Russian State Duma Bill No. 1209607-8 is a government-sponsored draft that would create a criminal offense for unlawfully organizing digital-currency circulation. Registered on April 17, 2026, it remains pending before the State Duma. On June 18, the responsible committee recommended adoption at first reading and submitted the bill to the State Duma Council. The official record places it in the chamber’s approximate program for July 2026. It is not in force. If enacted without changes to its commencement clause, it would take effect on July 1, 2027.
What the digital currency criminal liability draft would cover
The introduced text and supporting materials would add Article 171.7 to Chapter 22 of the Russian Criminal Code. The proposed offense covers activity that organizes digital-currency circulation in violation of Russian law when the conduct causes large damage to citizens, organizations, or the state, or is associated with income in a large amount.
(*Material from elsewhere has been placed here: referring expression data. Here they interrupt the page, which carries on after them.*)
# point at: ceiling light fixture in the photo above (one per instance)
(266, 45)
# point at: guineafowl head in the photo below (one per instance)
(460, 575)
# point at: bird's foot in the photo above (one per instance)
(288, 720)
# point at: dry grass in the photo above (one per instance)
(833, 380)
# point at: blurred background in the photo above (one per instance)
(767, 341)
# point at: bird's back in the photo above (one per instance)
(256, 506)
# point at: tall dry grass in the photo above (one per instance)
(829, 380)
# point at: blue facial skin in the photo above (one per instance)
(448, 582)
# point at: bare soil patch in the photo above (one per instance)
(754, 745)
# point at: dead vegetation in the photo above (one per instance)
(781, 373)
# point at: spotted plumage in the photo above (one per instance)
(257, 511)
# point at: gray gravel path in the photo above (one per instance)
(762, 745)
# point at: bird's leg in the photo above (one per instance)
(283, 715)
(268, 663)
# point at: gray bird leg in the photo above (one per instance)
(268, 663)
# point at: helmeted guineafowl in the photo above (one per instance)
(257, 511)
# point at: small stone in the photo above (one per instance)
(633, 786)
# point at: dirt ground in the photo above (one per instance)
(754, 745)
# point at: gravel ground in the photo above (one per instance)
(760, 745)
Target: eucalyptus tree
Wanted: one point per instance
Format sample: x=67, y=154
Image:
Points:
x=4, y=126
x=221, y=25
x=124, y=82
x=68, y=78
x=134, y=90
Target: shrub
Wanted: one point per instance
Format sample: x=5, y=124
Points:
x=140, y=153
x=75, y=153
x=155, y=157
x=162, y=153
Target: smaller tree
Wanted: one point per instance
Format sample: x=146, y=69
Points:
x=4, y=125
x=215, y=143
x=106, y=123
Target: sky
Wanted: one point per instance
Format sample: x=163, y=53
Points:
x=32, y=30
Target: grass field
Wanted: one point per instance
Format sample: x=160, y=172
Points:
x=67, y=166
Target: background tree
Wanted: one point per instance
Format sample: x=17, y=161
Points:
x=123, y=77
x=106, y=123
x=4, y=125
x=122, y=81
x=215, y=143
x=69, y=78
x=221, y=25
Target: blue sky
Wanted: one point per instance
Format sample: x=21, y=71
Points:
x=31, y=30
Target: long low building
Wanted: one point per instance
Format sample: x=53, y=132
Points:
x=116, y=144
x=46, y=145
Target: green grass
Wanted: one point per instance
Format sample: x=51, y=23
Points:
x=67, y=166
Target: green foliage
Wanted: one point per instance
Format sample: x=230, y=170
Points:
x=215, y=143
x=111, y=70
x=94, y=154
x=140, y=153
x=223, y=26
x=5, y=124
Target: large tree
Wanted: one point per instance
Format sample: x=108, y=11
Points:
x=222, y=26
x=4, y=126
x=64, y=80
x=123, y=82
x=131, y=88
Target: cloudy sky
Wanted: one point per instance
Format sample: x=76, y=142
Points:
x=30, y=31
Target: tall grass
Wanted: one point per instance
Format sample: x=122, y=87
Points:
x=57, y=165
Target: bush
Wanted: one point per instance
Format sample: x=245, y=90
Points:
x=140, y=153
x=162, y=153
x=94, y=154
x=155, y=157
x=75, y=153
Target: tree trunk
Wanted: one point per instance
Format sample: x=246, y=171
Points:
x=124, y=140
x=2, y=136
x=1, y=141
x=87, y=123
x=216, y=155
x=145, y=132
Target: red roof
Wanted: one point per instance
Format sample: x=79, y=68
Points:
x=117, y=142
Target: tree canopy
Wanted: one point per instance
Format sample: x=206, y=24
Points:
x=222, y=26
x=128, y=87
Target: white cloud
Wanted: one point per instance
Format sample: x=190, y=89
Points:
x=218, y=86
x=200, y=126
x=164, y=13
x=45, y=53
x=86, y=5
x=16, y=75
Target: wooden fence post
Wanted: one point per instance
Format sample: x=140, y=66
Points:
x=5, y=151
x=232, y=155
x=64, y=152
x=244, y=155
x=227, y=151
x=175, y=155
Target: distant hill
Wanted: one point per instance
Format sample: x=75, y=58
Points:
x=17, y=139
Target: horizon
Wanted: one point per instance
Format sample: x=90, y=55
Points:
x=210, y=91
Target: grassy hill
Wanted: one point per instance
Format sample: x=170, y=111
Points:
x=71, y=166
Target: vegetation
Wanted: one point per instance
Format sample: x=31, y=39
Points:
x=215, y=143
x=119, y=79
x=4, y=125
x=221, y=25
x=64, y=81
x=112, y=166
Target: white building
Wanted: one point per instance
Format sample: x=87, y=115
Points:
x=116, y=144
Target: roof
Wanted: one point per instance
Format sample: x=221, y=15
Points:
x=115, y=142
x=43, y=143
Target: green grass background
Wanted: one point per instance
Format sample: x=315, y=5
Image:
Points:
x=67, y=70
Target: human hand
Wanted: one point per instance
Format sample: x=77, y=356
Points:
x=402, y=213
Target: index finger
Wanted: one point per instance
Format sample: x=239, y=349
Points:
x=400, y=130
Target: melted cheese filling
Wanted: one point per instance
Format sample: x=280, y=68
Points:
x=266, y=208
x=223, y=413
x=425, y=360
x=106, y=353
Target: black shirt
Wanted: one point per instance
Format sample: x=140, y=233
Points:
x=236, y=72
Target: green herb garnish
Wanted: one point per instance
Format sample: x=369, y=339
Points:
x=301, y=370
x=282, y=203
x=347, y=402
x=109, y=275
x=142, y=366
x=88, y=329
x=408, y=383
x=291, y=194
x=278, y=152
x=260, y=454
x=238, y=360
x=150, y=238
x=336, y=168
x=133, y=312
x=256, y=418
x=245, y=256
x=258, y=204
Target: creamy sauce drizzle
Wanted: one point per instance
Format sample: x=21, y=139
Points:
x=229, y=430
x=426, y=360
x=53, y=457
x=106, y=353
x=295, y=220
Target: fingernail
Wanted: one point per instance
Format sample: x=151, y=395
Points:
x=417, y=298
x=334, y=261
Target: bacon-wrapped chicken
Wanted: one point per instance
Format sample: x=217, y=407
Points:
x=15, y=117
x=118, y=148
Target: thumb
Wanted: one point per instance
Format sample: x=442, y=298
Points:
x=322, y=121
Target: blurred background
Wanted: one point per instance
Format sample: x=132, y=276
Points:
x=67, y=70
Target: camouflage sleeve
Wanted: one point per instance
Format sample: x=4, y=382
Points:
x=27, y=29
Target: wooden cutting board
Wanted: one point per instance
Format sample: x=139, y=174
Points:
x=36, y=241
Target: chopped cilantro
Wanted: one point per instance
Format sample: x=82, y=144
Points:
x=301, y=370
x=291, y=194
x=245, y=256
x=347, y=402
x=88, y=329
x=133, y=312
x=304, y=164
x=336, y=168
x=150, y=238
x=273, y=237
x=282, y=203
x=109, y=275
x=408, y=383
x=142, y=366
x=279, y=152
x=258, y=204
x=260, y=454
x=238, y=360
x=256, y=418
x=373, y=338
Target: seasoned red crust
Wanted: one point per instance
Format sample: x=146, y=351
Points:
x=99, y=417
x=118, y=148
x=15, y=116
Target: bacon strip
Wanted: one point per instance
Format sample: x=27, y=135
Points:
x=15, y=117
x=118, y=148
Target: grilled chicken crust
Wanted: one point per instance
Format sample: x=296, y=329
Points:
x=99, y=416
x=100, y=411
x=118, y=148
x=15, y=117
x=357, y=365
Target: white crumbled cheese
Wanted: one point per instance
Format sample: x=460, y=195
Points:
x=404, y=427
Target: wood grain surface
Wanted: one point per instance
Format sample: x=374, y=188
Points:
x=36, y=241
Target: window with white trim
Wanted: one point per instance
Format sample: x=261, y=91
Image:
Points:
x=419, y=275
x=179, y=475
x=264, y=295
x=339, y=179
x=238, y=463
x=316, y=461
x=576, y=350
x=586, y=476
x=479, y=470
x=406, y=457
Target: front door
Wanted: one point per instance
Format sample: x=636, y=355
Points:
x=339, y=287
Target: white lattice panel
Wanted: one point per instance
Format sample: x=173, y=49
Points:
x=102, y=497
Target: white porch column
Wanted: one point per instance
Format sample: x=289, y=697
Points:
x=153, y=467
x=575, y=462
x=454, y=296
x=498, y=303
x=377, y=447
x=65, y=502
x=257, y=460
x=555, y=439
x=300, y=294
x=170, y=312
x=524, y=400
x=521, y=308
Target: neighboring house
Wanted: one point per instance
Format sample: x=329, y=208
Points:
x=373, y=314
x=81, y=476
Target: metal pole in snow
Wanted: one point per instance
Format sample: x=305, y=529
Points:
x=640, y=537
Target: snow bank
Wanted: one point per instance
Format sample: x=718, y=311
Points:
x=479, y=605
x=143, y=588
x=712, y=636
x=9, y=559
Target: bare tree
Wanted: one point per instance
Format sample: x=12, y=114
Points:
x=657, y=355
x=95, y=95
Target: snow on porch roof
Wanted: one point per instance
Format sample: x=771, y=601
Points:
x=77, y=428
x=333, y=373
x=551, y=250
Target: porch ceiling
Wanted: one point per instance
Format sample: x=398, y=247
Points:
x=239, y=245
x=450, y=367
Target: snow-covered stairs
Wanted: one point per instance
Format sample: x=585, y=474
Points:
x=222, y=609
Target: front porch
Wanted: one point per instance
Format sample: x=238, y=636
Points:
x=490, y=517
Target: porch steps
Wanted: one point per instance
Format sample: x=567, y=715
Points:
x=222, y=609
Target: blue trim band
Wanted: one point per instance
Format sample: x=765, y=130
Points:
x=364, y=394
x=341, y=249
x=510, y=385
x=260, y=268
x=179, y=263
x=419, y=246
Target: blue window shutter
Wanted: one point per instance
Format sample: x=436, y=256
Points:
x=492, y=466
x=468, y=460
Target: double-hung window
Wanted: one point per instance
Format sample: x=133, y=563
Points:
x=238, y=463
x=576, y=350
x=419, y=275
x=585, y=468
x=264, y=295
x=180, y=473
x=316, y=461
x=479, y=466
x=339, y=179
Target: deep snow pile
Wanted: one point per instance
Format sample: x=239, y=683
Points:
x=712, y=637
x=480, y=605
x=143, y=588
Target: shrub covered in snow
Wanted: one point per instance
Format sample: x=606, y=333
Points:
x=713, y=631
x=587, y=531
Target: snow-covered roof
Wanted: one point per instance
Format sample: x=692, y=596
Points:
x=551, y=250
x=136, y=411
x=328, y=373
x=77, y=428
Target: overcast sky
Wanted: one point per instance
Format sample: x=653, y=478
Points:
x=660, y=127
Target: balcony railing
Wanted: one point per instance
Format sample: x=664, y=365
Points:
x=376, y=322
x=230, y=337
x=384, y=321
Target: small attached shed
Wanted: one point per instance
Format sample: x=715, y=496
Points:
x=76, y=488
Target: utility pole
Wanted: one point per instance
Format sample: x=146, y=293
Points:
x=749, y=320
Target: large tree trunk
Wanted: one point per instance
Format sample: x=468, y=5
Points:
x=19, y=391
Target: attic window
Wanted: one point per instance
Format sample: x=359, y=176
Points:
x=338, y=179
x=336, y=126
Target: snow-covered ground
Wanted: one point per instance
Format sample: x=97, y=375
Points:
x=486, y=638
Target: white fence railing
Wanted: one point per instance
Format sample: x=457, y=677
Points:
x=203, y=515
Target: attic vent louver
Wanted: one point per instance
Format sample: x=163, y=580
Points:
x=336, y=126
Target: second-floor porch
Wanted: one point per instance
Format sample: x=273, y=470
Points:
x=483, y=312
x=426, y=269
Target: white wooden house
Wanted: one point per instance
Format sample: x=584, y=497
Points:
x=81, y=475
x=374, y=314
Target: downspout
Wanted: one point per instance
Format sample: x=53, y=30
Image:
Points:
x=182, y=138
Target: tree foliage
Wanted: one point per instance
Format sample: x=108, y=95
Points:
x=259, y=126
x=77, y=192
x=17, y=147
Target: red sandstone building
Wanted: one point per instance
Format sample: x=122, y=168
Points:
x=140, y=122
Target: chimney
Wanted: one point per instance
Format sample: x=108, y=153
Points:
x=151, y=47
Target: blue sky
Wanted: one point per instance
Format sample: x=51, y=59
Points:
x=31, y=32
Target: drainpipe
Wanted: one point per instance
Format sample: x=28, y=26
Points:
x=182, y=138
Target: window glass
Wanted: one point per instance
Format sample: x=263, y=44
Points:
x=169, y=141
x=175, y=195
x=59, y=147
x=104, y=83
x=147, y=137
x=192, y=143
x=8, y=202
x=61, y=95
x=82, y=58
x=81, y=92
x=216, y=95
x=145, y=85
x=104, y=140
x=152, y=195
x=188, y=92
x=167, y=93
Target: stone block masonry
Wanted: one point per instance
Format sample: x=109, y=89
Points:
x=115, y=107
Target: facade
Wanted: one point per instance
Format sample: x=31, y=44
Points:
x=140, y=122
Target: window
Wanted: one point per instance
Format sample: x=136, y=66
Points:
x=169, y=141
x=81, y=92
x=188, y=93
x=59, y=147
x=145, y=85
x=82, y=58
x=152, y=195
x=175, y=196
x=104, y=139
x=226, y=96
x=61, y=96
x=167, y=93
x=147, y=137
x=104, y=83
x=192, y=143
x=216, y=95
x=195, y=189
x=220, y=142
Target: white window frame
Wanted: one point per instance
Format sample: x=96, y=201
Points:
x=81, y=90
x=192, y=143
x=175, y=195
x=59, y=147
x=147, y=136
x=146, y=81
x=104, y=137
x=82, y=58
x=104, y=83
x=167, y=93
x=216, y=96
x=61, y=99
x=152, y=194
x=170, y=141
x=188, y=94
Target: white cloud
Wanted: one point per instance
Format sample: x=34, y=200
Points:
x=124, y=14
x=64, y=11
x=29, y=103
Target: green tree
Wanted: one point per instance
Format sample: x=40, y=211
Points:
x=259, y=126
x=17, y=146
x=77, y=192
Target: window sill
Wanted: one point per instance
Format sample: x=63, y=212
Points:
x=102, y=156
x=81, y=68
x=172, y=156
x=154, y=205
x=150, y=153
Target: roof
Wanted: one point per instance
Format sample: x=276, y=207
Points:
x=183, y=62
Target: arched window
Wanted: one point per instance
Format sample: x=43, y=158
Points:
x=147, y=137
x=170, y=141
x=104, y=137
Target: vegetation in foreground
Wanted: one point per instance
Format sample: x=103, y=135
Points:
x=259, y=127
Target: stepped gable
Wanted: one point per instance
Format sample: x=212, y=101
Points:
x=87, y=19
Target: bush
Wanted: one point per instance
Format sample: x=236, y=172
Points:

The government’s explanatory note describes the targeted conduct as organizing digital-currency circulation without required registration or a mandatory special permission or license. It identifies intermediary services involving the accounting or storage of digital currency, purchase and sale transactions, exchanges between types of digital currency, and transfers conducted without the relevant Bank of Russia license.
The criminal provision refers to requirements established elsewhere in Russian law. Its practical reach would therefore depend on the licensing, registration, and service definitions adopted in the wider digital-currency framework.
Proposed penalties and monetary thresholds
For the base offense, the draft provides a fine of RUB 100,000 to RUB 300,000, a fine measured by one to two years of the convicted person’s income, compulsory labor for up to four years, or imprisonment for up to four years. A prison sentence could carry an additional fine of up to RUB 80,000 or up to six months of income.
An aggravated offense would apply when the conduct is committed by an organized group or involves especially large damage or income. The proposed sanctions are compulsory labor for up to five years or imprisonment for up to seven years, potentially accompanied by a fine of up to RUB 1 million or up to five years of income.
- Large damage or income: more than RUB 3.5 million.
- Especially large damage or income: more than RUB 13.5 million.
Investigative authority and related legislation
The bill would amend Article 151 of the Criminal Procedure Code. Its explanatory materials state that preliminary investigations would be handled by investigators of the Investigative Committee and the Federal Security Service, with assignment depending on the circumstances specified in the procedural code.
The government developed the criminal bill alongside Bill No. 1194918-8, “On Digital Currency and Digital Rights”. That companion measure is intended to establish the regulatory rules on which the proposed offense would rely, including a framework for licensed digital-currency services. The filing materials identify Federal Law No. 259-FZ as the existing statutory baseline for digital financial assets and digital currency.
Supreme Court objections to the draft
An official Supreme Court opinion dated February 9, 2026, did not support the version reviewed. The court said the explanatory note did not adequately justify a new special offense instead of the existing general offense for unlicensed business activity. It also characterized the proposal as a blanket criminal norm that could not operate separately from the still-developing regulatory framework.
The court also questioned why the draft did not address economic-crime provisions concerning release from criminal liability after compensation for damage and limits on pretrial detention. The opinion refers to proposed Article 171.6, while the introduced bill uses Article 171.7, indicating that the numbering changed before filing.
Status and next steps
As of June 23, 2026, the bill had not received a first-reading vote. Inclusion in an approximate July program does not establish a fixed plenary date or guarantee passage. The State Duma may amend, advance, or reject the proposal, and enacted text could differ from the introduced version. The July 1, 2027 commencement date is therefore conditional, not an operative effective date.